Vasili Grossman (1905-1964) fue uno de los más grandes escritores rusos del siglo XX. Su obra es el compendio de la vida en la Unión Soviética antes y después de la Segunda Guerra mundial, aparte de haber analizado en profundidad el fenómeno totalitario del nazismo. Su novela más conocida es Vida y destino, pero hace poco salió a la luz —según una reseña que leo en estos días— la versión definitiva de Stalingrado, producto de un trabajo prácticamente de arqueología a cargo de Robert Chandler.
Han pasado 71 años desde que Grossman escribió este “monumento literario que parecía haber sucumbido entre las ruinas de la propia ciudad soviética”, y Chandler por lo visto tuvo que sumergirse en las cañerías de la censura soviética que conspiró hasta extremos enfermizos, patológicos, contra una novela de la que llegó a haber hasta once versiones diferentes.
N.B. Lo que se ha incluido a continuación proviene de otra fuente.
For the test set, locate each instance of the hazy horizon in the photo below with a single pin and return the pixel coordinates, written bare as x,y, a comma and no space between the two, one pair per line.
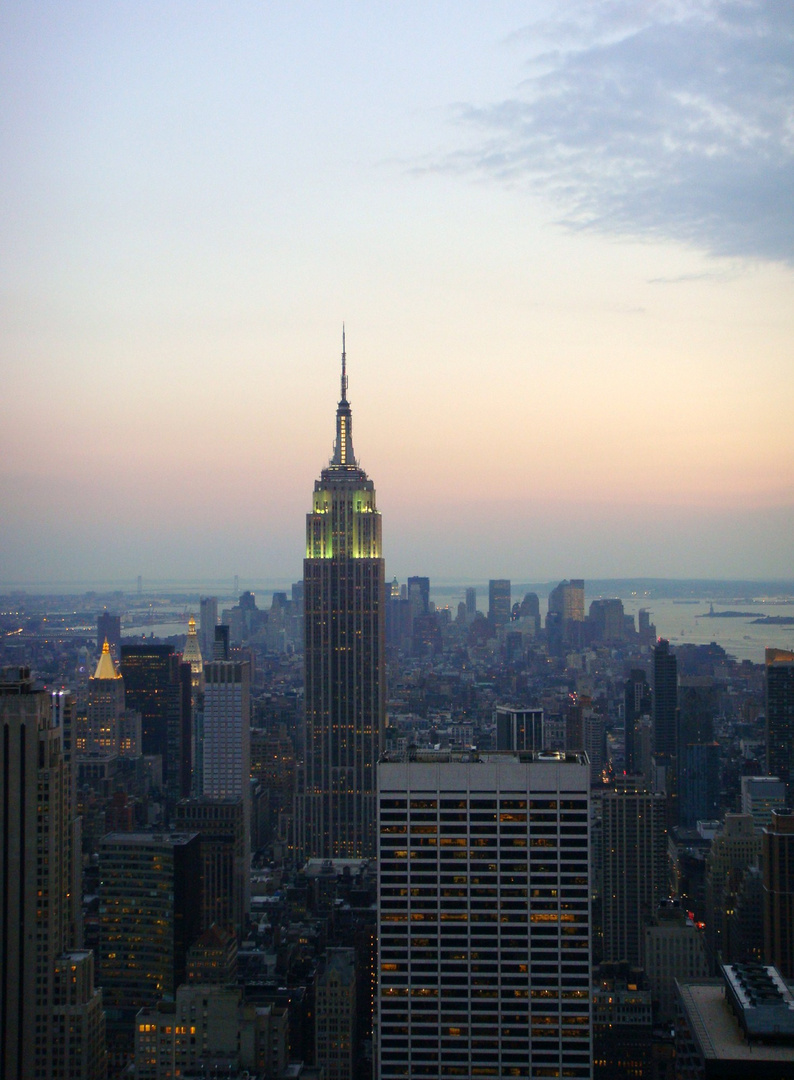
562,241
Casi tres años estuvo litigando Grossman con los censores que destruyeron hasta la cinta de su máquina de escribir, y ni la muerte de Stalin acabó con la persecución a la que fue sometido porque había que darle gusto a Jruchchov.
Las palabras del escritor en una carta al presidente del sindicato de autores reflejan un drama humano digno de otra novela: “Después de siete años de trabajo, más de dos años de edición, revisiones y reescritura, quiero decirles camaradas: ya no me quedan fuerzas”.
Stalingrado es la crónica vívida de la mayor batalla de la historia, en la que murieron 2.3 millones de personas, en donde se desangró el Ejército nazi y se demostró que Hitler perdería la guerra por haber subestimado el abismo del frente ruso. Pero Stalin rechazaba la idea de exponer en una novela la crueldad de aquella sangría.
Pues bien, gracias al trabajo de Robert Chandler, poeta británico, rusófilo y experto cualificado en la obra de Grossman, he hecho un descubrimiento que quiero exponer aquí como contribución a la convivencia entre los colombianos: Hitler fue derrotado en la madre de todas las batallas, por un método de tortura que se aplica hoy día en Colombia de manera inmisericorde.
Resulta que Grossman, documentandose para escribir Stalingrado, logró la hazaña impensable de hacer hablar durante largas horas al general Vasili Chuikov, responsable de la unidades militares que defendían Stalingrado del asedio de ejército alemán; y Chuikov, un hombre lacónico y nada amigo de narrar sus logros militares, contó a Grossman entre otras muchas cosas, que una de sus estrategias para derrotar a los nazis fue reproducir y difundir tango por los megáfonos y altavoces de la ciudad, ya que consideraba la melodía rioplatense lúgubre y desmoralizante.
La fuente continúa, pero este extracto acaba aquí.